Nisso, segundo Elizabeth, o banco do comprador do imóvel demorou um ano para liberar o dinheiro. Depois de resolver a situação de endividamento, a terapeuta buscou um especialista em Código de Defesa do Consumidor (CDC) para ser ressarcida dos prejuízos causados no processo. "Entrei com uma ação baseada no CDC solicitando indenização por danos morais, pela demora que o banco levou para fazer a liberação do contrato do comprador. Então, pedi ressarcimento dos juros pagos (das dívidas que eu tinha) mais danos morais. E ganhei. Isso me capitalizou um pouco novamente, mas não chegou aos pés do que eu perdi", explica.

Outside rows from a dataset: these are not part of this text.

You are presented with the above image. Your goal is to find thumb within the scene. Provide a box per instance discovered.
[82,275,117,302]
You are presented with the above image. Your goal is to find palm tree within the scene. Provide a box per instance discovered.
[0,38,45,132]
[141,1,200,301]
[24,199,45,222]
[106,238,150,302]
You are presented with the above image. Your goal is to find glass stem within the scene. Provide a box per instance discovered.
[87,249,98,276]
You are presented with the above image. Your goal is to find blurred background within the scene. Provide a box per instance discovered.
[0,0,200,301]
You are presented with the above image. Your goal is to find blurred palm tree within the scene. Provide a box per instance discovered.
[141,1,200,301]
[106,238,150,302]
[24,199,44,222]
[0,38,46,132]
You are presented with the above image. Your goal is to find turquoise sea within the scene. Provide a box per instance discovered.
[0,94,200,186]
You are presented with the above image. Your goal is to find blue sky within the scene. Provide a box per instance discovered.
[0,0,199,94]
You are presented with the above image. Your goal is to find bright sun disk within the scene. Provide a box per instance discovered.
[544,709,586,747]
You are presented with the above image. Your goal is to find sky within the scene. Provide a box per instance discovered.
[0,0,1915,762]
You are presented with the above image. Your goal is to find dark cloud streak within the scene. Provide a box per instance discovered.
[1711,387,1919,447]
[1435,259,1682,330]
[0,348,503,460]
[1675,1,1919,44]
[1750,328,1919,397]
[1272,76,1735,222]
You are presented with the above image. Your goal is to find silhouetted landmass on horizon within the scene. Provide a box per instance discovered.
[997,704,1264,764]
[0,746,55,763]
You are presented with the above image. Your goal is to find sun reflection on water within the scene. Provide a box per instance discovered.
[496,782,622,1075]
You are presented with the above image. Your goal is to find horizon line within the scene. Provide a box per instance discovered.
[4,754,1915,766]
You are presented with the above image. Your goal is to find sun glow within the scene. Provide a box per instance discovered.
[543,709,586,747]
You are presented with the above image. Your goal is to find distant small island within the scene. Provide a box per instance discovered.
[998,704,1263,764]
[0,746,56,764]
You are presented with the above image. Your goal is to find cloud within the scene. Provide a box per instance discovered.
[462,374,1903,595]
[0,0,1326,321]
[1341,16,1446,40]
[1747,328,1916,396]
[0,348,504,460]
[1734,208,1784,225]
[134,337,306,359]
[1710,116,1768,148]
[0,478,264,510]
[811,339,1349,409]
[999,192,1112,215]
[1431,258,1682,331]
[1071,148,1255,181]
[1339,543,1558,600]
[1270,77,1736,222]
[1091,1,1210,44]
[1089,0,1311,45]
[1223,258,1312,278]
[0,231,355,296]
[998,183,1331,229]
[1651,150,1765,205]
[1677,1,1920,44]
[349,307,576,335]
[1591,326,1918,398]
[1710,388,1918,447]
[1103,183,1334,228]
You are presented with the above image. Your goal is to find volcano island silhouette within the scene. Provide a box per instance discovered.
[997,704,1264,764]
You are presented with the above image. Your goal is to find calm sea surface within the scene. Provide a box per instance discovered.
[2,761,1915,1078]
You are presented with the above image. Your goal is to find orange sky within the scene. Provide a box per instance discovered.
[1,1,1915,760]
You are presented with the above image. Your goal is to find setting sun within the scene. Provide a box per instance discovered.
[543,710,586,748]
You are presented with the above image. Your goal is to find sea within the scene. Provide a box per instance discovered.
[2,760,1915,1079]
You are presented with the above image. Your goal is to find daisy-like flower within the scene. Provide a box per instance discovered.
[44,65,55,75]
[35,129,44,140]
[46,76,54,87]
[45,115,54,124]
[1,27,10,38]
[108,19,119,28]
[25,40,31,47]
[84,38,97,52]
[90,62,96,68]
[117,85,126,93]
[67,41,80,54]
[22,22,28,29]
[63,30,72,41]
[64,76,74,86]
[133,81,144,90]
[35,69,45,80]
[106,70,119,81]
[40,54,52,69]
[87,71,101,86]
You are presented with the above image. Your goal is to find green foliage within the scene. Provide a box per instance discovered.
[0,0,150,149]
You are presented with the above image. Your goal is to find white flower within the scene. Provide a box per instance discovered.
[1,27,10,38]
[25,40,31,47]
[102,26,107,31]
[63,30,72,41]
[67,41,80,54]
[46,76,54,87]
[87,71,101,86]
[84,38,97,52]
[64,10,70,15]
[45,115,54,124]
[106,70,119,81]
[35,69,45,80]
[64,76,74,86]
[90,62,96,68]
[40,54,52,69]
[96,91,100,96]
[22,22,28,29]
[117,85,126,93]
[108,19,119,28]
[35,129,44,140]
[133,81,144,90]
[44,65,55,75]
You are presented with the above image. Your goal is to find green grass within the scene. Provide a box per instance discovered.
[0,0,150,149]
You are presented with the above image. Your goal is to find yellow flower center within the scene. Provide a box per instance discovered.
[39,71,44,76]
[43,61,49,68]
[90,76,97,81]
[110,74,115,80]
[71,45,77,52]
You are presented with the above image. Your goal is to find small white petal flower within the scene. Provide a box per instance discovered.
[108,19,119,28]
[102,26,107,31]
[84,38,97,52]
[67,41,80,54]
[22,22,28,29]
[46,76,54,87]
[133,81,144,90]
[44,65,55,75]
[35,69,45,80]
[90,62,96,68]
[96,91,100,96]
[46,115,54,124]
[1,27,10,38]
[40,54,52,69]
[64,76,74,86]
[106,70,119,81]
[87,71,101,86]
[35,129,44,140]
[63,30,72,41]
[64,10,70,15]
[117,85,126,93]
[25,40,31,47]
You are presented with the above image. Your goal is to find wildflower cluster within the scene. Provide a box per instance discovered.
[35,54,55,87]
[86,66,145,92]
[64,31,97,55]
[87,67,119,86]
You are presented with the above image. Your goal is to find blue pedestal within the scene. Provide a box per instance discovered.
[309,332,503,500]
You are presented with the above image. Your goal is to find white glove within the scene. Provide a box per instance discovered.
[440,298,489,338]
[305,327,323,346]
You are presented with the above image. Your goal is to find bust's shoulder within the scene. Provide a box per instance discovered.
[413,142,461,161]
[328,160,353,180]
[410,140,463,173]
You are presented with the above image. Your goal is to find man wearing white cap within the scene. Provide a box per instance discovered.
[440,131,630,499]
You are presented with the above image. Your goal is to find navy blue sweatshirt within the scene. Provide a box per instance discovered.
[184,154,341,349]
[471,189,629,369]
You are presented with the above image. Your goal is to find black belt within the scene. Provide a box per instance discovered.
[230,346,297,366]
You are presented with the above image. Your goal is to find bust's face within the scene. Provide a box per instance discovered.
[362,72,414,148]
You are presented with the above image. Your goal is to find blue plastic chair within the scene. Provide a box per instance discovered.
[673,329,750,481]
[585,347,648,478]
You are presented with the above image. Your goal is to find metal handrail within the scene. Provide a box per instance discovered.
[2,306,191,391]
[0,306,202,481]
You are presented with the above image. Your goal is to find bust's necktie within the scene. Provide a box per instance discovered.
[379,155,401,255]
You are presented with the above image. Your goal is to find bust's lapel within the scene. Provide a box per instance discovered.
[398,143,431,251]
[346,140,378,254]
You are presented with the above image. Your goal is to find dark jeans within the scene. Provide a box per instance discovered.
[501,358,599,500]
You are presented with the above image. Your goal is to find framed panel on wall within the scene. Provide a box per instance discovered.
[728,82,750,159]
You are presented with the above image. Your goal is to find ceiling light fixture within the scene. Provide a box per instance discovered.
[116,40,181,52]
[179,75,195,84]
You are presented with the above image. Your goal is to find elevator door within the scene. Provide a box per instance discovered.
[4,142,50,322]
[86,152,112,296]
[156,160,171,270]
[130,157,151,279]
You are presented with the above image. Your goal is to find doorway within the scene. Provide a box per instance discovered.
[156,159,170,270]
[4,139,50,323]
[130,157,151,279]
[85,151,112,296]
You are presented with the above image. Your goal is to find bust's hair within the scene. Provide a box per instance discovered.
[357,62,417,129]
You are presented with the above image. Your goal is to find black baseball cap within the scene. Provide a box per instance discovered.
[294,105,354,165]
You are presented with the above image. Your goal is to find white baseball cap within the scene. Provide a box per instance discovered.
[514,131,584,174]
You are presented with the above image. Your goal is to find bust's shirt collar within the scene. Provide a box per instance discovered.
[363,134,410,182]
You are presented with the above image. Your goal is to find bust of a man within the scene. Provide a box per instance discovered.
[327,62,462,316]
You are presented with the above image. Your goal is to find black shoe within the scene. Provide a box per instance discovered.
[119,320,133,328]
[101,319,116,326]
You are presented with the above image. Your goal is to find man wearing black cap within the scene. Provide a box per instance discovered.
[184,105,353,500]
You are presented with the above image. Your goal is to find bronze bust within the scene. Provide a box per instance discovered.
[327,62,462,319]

O professor Ricardo Bastos lembra que a pessoa que está em situação de superendividamento ainda deve ser tratada com a mesma dignidade que o consumidor que não está passando pelas mesmas condições, visto que o tratamento errôneo da situação pode dificultar ainda mais a negociação. "O endividado deve sim ser tratado com respeito e com muita responsabilidade, porque muitas vezes a situação de superendividamento coloca o consumidor numa posição de mega vulnerabilidade. O consumidor pode estar depressivo, doente, com diversos problemas que dificultam a negociação em si", explica.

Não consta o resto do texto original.